Sporadic events are very important and they certainly are expensive however they do not happen very often. If a company had a lot of sporadic events, it would not be in business very long.
Chronic events on the other hand are not very dramatic when they occur. These types of events happen over and over again. They happen so often that they actually become the cost of doing business. We become so proficient in working on these events they actually become part of the status quo. We can produce are normal output in spite of these events. In the Japanese textbooks, chronic losses are often referred to as “Idling and minor stoppage losses”.
Some of the characteristics of chronic events include they are expected as part of the operational routine. Organizations accept the fact that they’re going to happen. In a typical plant, they even account for these events by developing a maintenance budget. A maintenance budget is in place to make sure that when routine events occur the money is available to fix them. These types of events demand attention but usually not the attention a big, sporadic event would. The key characteristic of a chronic event is the frequency factor. These chronic events happen repeatedly and for the same failure mode.

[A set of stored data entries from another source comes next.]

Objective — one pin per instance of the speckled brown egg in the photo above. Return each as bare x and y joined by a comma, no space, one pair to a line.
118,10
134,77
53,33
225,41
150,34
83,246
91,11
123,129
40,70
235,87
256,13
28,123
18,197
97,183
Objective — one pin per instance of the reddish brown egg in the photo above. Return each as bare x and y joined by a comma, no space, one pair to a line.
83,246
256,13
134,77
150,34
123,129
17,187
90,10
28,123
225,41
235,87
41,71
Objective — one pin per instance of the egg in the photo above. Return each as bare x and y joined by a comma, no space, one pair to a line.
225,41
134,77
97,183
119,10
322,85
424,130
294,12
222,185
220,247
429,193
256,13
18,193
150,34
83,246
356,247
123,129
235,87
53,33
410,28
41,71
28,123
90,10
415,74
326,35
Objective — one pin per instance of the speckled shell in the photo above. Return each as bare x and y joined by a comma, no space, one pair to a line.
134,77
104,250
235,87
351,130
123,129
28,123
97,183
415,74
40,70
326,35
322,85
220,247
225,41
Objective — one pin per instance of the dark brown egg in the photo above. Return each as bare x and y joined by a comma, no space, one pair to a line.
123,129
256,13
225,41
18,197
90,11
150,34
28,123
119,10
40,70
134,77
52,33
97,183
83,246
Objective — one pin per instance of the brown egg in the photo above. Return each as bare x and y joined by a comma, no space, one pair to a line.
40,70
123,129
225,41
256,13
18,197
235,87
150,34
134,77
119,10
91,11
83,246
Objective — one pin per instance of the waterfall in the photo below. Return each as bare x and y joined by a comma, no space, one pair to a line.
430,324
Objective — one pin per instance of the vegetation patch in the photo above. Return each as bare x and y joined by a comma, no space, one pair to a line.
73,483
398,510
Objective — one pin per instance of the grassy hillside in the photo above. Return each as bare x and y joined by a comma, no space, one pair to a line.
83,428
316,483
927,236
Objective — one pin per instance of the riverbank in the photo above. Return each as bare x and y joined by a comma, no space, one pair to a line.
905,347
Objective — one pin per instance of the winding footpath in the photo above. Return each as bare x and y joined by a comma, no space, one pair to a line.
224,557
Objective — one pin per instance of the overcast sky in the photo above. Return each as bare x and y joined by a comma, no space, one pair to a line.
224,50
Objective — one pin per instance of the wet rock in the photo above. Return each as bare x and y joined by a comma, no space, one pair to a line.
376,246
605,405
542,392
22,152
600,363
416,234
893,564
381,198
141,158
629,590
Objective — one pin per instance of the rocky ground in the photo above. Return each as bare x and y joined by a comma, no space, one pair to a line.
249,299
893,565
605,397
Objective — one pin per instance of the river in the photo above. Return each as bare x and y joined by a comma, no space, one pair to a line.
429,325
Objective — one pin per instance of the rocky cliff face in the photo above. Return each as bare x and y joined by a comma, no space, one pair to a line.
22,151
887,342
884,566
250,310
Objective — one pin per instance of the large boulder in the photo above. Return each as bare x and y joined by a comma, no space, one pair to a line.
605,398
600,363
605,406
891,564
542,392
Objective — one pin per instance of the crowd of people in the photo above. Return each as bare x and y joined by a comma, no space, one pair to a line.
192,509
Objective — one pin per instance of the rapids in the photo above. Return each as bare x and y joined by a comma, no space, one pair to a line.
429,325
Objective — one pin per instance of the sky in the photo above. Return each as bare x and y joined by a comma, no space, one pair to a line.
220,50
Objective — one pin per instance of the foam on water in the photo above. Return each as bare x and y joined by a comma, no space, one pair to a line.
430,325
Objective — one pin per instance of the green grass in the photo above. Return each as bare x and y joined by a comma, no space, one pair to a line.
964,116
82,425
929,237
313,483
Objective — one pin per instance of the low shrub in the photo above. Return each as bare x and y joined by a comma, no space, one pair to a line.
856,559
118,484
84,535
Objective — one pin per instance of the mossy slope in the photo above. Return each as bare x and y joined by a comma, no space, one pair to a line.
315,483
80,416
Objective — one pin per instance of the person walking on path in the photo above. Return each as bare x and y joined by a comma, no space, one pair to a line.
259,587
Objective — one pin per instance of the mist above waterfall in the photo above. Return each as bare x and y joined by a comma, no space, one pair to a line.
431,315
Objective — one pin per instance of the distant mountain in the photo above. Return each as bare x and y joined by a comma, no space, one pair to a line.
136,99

For instance, on a given pump failure, the bearing may fail three or four times a year or, if you have a bottle filling line and the bottles continuously jam, these would be considered chronic failure events. Chronic events tend not to get the attention of sporadic events because, on their individual occurrences, they are not usually very costly. Therefore rarely would an organization ever assign a dollar figure to an individual chronic event. It becomes an accepted cost of doing business.

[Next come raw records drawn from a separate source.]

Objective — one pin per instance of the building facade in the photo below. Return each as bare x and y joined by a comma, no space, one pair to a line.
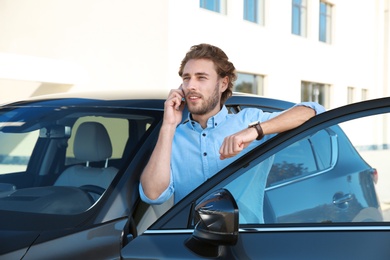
334,52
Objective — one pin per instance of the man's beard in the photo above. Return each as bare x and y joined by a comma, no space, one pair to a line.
209,104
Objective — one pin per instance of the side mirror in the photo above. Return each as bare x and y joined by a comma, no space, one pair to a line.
216,219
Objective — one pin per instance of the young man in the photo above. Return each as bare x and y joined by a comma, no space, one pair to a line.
188,154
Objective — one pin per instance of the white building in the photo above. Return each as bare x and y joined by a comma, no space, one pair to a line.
334,52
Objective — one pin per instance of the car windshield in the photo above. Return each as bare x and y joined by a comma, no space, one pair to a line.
61,159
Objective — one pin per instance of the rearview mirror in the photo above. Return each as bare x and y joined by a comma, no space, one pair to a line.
216,219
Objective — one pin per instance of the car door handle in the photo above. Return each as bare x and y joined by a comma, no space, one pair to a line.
341,198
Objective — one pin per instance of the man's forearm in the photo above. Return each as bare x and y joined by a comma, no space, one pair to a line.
290,119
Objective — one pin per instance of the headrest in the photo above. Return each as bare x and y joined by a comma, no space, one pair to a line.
92,142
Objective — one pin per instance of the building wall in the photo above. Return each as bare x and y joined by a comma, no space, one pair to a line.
57,46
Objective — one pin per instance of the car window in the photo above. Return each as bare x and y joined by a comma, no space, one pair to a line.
118,131
15,156
330,176
52,157
307,156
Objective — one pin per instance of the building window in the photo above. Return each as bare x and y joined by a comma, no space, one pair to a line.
299,17
325,22
212,5
254,11
315,92
249,83
364,94
350,95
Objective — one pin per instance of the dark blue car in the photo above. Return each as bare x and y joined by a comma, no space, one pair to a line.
70,168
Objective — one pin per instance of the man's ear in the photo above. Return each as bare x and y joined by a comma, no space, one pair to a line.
224,84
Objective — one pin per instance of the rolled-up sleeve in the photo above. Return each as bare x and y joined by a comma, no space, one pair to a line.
161,199
317,107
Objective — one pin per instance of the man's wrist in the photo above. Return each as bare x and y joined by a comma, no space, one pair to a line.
256,125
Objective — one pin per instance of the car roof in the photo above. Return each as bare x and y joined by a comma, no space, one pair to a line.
150,99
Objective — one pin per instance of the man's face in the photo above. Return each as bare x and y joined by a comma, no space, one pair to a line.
202,87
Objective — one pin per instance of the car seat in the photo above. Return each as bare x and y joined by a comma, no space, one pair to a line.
91,144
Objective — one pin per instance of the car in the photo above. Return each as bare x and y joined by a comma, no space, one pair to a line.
70,166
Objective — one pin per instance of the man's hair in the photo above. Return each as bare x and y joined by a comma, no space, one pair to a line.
221,62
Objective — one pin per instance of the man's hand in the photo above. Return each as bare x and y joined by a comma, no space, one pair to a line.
173,107
235,143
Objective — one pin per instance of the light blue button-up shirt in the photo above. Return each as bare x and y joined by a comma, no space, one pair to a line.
195,153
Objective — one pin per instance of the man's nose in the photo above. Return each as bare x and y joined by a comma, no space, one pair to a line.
191,84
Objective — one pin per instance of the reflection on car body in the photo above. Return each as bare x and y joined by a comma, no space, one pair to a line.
71,166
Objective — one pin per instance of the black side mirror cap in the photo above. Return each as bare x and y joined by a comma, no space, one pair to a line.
216,219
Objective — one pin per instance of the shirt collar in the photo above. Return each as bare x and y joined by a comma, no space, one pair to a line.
213,121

What most companies fail to realize is the tremendous affect the frequency has on the cost of chronic failures. A stoppage on a bottle line due to a bottle jam may take only 5 minutes to correct when it occurs. If it happens five times a day, it adds up to 152 hours of downtime per year. If an hour of downtime costs $10,000, then it becomes an annual loss of approximately $1.52 million.
As we can see the frequency factor is very powerful. But since companies tend to see chronic events in their individual state, they sometimes overlook the accumulated cost. Just imagine if we were to go into a facility in aggregate all the chronic events over a year’s time and multiply their effects by the number of occurrences. The yearly losses would be staggering. In the TPM textbooks from Japan, these types of losses (Chronic) always account for a higher percentage of the total losses in a plant than do the sporadic losses.

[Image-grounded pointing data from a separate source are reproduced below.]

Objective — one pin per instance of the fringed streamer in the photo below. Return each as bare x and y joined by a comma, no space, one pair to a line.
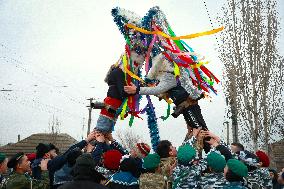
149,53
152,124
176,70
190,36
168,113
123,110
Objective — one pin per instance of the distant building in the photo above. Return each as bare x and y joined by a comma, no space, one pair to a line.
28,145
277,149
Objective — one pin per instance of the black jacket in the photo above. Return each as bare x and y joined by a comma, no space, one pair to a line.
82,184
116,83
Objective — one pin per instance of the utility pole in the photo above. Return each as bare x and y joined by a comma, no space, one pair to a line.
90,115
226,123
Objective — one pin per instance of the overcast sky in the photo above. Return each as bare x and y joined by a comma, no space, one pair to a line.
55,54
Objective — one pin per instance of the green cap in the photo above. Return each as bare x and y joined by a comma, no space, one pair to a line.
151,161
15,159
2,157
216,161
186,153
237,167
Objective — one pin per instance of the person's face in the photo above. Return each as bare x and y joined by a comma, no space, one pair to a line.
271,174
234,149
280,179
173,151
25,164
133,153
3,166
52,154
225,171
137,58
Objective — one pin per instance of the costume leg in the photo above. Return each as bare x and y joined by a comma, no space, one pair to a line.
104,124
194,118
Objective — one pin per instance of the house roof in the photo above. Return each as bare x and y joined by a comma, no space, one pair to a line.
62,141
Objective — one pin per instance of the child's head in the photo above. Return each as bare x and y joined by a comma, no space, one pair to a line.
151,162
111,159
235,170
140,150
216,162
166,149
237,147
186,154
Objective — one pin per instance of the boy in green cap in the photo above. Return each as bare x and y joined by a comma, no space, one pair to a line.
234,172
187,173
20,177
3,169
152,178
214,178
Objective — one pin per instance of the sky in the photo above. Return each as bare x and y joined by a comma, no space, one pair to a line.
55,54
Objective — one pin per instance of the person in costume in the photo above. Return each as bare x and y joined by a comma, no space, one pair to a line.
178,71
118,75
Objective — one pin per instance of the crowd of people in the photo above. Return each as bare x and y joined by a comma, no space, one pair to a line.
100,162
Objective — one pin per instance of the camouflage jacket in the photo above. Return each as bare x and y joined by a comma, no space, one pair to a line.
166,165
188,176
152,181
25,181
213,180
234,185
105,172
259,179
2,182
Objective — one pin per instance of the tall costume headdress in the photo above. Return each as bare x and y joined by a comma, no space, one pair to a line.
138,42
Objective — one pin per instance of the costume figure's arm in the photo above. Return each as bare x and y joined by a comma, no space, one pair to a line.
120,82
167,82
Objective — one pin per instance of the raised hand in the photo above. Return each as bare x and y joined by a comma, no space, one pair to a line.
130,89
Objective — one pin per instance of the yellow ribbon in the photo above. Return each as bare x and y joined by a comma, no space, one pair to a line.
123,111
176,70
190,36
199,64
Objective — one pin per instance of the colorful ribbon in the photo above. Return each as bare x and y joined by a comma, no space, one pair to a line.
190,36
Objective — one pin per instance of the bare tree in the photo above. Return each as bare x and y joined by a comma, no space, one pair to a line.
253,69
128,138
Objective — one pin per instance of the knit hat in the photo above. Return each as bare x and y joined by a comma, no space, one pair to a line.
14,160
216,161
250,159
186,154
85,160
151,161
31,156
41,149
2,157
111,159
263,157
142,149
237,167
130,165
84,168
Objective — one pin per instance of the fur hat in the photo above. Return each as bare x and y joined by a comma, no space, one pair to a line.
2,157
142,149
237,167
151,161
130,165
111,159
263,157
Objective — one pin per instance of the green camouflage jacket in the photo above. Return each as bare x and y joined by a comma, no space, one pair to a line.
25,181
152,181
213,180
259,179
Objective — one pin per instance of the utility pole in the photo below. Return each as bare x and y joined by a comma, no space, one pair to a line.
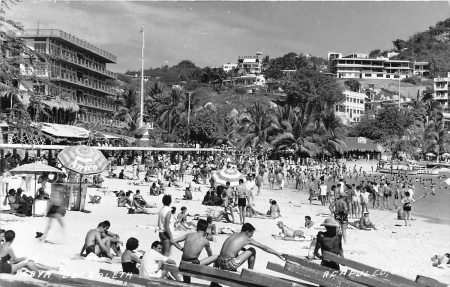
141,123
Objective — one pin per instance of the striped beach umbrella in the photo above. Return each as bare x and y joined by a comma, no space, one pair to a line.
83,159
222,176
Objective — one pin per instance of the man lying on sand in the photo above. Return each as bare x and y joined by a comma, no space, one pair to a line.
231,257
93,242
364,223
287,232
194,244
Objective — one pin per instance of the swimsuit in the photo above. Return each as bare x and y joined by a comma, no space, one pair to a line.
130,267
5,267
90,248
230,264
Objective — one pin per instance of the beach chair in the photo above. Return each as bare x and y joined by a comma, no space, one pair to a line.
143,281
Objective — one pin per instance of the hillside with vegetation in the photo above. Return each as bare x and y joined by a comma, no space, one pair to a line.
432,45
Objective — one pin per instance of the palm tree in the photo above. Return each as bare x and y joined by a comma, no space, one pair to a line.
436,136
170,112
255,126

Why is this important? Just consider which type of losses receives a higher level of attention in your plant Sporadic or chronic? Do you spend more time on chronic or sporadic failures? What if you could eliminate 80% (applying some Pareto principle) of all of your chronic failures? What would that do to your overall maintenance costs? What would it do to the capacity of your plant? It is seen in the majority of chronic failures that workmanship (either from maintenance or operations) is responsible for the majority of these failures/ losses.
In the majority of cases, organizations are quick to reward the Hero who can quickly repair a sporadic loss. However, they never reward the artisan technician whose skills can eliminate chronic losses.
Which behavior does your organization reward? Perhaps a read of the Root Cause Analysis textbook would help you improve your bottom line.